It is very important that, as a software development team, we share certain premises about software and software development. This allows us to work more efficiently and effectively, as we are all aligned in terms of our vision and goals.
That is why I have tried to do an exercise in introspection to extract which are the basic premises that I almost unconsciously apply when I think about software and the process of developing it.
These are my premises for software system development:
- Software development is a team activity: We cannot work in isolation but must collaborate with other developers, designers, and other professionals to create a high-quality product.
- There is no real trade-off between quality and speed: The way to go fast is to have good quality. Low quality in the long run only ensures that we will go slower, as we will have to fix errors and problems.
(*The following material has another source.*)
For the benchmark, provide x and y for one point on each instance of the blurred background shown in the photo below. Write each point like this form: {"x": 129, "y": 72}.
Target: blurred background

- Software is a means to achieve an impact: We are not working just for the software itself but to achieve an impact on the "business". We must keep this in mind when making decisions and prioritizing tasks.
- Only one-third of the business ideas contribute effectively to the outcome we aim (Online Experimentation at Microsoft): We have to accept this and optimize for learning and distinguish between product development, prototyping, and experiments.
- When developing software-based systems, there is always a high degree of uncertainty, so we must optimize for quick feedback and work iteratively and incrementally, always taking small, safe steps (https://www.eferro.net/p/small-safe-steps-3s-workshop.html).
- Software has a basal cost (https://www.eferro.net/2021/02/basal-cost-of-software.html) that must be taken into account. When combined with the understanding that software is only a means to achieve an impact, it becomes clear that software can be considered a liability.
- In software development, maintaining options and flexibility is valuable. To do this, it is essential to defer commitment and try to use reversible decisions whenever possible.
These are my personal premises with respect to software development, and they are not necessarily universal principles. However, they are essential for working efficiently and effectively in software development. These premises may not apply in the same way in all contexts, but I perceive them as accurate in the contexts in which I have worked.
Some of these ideas have been confirmed in the industry through data, but for others, I only have more support than my own experience. In any case, I would love to share and contrast ideas with more colleagues.
Do you share these premises? Do you have others that are similar? Do any of these premises seem contradictory or contradict your own premises?